Businesses donated money and labor. The NFL donated. Individuals, while working on their personal properties, found time to help at the football field. No fewer than five football teams from across the state came to help cleanup efforts. One team, eighty strong, put the finishing touches on the project by crawling side by side and picking up the tiniest of objects from the grass. And September 5th, one hundred, three days after the tornado, football was played in Parkersburg. The crowd numbered more than the combined population of the two communities. Nine camera crews, including ESPN, NBC and even Showtime were in the newly constructed locker-room for the pre-game pep talk. A U.S. Senator was there. The Governor of Iowa was there. The Green Bay Packers sent defensive end Aaron Kampman, one of the four A-P players in the NFL, home to be part of the very special night. There were fireworks after the A-P Falcons won their 2008 home opener 53-20. A few fans proudly wore t-shirts that were tossed into the stands during timeouts with the message “Friday Night Football- It’s More Than Just A Game.” A Des Moines Register newspaper article explained it this way: “… In a place where the high school is the heart of the town, and the football team is the heart of the school, tonight wasn’t just a game.” Or in the words of Stephanie Key, the wife in that huddled football family, mentioned before, that survived in the closet, “It’s kind of like a rebirth, football is kind of the barometer; if football is back on track…that will help the town so much.”

I was a spectator at that football game. I saw the pride in, the love of and the need for that school’s football coach, his staff and the team.

“Friday Night Heroes” aren’t just the players. Coaches are also heroes, and coaches of the NHSACA, you know well the importance of the job you do. Each of you has experienced some significant event, that has impacted you and yours, just as the Parkersburg tornado impacted that school district. Even those of you no longer actively coaching, continue to have overwhelming influence on past players, fellow coaches, friends and community.

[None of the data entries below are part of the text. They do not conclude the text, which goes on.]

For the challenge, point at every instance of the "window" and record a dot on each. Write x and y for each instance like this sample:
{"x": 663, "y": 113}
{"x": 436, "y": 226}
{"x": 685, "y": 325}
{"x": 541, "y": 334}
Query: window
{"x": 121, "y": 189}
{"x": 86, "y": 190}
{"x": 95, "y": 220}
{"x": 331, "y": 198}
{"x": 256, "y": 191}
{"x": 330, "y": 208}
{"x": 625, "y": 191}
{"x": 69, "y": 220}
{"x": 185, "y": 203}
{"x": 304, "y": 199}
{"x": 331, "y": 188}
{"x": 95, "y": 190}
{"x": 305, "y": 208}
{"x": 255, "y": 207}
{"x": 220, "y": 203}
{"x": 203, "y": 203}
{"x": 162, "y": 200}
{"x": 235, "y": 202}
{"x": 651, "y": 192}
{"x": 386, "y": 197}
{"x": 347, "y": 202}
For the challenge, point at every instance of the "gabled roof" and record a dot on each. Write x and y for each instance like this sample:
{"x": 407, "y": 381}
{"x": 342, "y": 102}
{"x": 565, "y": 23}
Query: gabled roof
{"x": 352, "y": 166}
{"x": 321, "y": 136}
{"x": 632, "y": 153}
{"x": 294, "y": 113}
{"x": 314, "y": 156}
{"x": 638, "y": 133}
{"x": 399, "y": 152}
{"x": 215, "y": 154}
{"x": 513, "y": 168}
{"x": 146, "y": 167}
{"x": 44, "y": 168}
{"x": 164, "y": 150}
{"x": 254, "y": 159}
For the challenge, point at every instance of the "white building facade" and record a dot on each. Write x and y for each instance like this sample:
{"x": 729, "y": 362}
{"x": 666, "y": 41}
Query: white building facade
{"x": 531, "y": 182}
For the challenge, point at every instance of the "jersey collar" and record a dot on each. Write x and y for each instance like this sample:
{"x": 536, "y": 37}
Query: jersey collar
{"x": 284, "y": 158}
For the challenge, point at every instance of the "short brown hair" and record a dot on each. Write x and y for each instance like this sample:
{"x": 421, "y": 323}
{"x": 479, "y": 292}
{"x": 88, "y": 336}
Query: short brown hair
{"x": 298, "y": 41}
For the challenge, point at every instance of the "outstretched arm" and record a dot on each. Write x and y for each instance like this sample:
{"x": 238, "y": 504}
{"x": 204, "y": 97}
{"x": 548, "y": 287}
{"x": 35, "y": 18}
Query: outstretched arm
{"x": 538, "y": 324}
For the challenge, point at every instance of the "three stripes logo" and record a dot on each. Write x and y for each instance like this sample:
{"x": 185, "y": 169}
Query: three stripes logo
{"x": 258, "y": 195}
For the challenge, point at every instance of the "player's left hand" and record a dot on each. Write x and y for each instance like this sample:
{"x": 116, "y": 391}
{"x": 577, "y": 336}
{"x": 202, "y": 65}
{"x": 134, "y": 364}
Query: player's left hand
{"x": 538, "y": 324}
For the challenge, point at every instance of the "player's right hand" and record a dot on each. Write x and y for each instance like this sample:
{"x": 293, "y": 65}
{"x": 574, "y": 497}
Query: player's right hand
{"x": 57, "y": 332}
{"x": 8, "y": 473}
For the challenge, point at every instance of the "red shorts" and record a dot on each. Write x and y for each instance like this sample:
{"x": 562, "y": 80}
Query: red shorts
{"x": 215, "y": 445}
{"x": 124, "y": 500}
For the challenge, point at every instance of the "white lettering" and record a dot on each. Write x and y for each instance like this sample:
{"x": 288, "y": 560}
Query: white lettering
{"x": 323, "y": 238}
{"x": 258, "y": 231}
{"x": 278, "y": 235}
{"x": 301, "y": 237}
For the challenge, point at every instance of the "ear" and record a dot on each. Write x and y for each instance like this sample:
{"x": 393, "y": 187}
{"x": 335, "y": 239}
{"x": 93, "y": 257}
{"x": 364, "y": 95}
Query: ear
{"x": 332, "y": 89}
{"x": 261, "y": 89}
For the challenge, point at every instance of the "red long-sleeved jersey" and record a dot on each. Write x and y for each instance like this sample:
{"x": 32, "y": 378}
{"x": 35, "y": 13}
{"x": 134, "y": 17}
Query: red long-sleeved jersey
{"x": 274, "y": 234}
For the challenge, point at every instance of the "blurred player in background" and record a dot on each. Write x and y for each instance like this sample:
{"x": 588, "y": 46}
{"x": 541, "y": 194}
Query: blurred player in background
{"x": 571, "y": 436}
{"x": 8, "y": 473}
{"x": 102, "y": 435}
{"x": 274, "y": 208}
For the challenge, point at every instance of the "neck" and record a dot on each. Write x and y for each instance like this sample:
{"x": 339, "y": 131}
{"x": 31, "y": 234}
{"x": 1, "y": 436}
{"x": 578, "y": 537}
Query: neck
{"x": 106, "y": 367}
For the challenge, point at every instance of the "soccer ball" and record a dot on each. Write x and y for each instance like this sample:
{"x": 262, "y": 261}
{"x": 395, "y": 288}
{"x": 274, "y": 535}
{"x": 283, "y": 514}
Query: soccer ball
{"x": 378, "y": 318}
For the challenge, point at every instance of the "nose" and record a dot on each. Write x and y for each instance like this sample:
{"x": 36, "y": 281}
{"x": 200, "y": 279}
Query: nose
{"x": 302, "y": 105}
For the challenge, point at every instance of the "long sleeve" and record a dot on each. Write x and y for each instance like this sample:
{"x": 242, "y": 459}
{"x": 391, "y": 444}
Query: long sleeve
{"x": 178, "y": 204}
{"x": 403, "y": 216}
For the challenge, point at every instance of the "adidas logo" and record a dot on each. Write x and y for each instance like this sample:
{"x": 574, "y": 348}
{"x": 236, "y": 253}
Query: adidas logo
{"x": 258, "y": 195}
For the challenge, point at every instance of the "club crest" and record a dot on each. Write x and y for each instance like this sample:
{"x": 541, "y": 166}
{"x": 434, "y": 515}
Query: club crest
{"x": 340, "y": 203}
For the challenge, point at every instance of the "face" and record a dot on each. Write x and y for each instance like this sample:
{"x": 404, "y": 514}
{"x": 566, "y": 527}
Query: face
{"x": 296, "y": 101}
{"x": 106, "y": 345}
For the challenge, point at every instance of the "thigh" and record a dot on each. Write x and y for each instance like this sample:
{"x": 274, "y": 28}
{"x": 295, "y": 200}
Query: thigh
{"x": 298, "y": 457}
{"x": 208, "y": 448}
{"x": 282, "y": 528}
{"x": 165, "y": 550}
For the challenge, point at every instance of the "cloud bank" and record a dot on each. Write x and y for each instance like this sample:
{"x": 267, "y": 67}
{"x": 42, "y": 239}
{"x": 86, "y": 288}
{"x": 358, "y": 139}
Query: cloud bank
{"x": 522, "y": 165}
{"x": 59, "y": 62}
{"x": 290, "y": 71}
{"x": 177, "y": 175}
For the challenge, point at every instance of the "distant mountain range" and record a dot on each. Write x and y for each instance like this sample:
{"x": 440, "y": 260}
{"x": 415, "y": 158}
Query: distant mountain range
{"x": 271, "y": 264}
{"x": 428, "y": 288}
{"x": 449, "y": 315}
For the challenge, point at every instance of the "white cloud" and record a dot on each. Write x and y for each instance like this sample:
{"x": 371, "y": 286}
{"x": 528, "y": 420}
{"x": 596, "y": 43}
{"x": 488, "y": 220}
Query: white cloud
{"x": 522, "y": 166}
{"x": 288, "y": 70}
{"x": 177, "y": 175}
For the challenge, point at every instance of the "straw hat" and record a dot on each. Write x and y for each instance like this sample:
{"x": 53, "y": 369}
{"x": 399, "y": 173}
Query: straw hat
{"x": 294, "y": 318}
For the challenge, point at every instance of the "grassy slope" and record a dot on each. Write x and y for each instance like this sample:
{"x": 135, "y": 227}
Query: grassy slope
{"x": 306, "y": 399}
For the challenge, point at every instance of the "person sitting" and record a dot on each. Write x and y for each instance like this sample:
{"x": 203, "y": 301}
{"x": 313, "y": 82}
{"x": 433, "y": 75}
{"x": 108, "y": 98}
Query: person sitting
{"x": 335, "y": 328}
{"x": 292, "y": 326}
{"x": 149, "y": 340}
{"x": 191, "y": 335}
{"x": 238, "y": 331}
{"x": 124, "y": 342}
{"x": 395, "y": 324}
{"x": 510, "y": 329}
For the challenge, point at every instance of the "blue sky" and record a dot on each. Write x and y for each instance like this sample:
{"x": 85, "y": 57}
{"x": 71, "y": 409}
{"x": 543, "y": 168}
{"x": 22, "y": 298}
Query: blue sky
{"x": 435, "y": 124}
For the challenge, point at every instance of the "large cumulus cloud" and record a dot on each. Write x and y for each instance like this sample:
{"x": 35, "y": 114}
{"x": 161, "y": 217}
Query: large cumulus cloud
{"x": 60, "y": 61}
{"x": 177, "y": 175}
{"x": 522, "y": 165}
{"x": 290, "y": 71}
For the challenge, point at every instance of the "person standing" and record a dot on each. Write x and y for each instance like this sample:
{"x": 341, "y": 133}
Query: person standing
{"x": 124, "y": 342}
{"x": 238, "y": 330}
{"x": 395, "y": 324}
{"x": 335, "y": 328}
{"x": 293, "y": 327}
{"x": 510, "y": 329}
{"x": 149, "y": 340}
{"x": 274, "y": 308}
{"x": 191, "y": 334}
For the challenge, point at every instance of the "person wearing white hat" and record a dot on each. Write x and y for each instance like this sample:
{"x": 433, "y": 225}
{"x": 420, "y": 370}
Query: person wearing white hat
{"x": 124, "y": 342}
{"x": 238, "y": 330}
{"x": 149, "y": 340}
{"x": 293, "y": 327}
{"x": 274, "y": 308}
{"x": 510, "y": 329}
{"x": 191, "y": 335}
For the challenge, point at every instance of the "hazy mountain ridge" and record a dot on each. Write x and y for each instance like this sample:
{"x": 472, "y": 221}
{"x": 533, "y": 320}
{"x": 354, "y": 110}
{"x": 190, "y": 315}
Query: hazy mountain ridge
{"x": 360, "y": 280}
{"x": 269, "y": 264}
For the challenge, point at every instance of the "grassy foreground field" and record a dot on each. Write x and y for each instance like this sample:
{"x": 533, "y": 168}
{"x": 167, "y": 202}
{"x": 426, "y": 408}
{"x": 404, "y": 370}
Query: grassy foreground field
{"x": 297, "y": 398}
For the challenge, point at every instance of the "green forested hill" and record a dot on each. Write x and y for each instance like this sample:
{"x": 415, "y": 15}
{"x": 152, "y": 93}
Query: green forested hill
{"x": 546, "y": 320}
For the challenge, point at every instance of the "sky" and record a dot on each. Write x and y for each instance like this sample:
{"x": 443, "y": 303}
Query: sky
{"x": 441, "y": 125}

I begin my year as your president humbled by the opportunity to serve you, excited about the things we can accomplish. Please continue to do the great job that you are presently doing. Please be ready to do your part, if and when I call on you. Committee assignments, though largely unchanged, will be finalized after final Board of Director vacancies are filled at our fall Executive Committee meeting.  I know our new Executive Director, Jerome Garry will hit  the ground running and we hope that he and I together, with help and direction from all of you,  can maintain the professionalism apparent while Gary Makowicki and Gelaine Orvik were serving as our Executive Director. A special thanks to Gelaine for the support he has given me. Stay current, keep me posted, and have a great 2008-2009 year.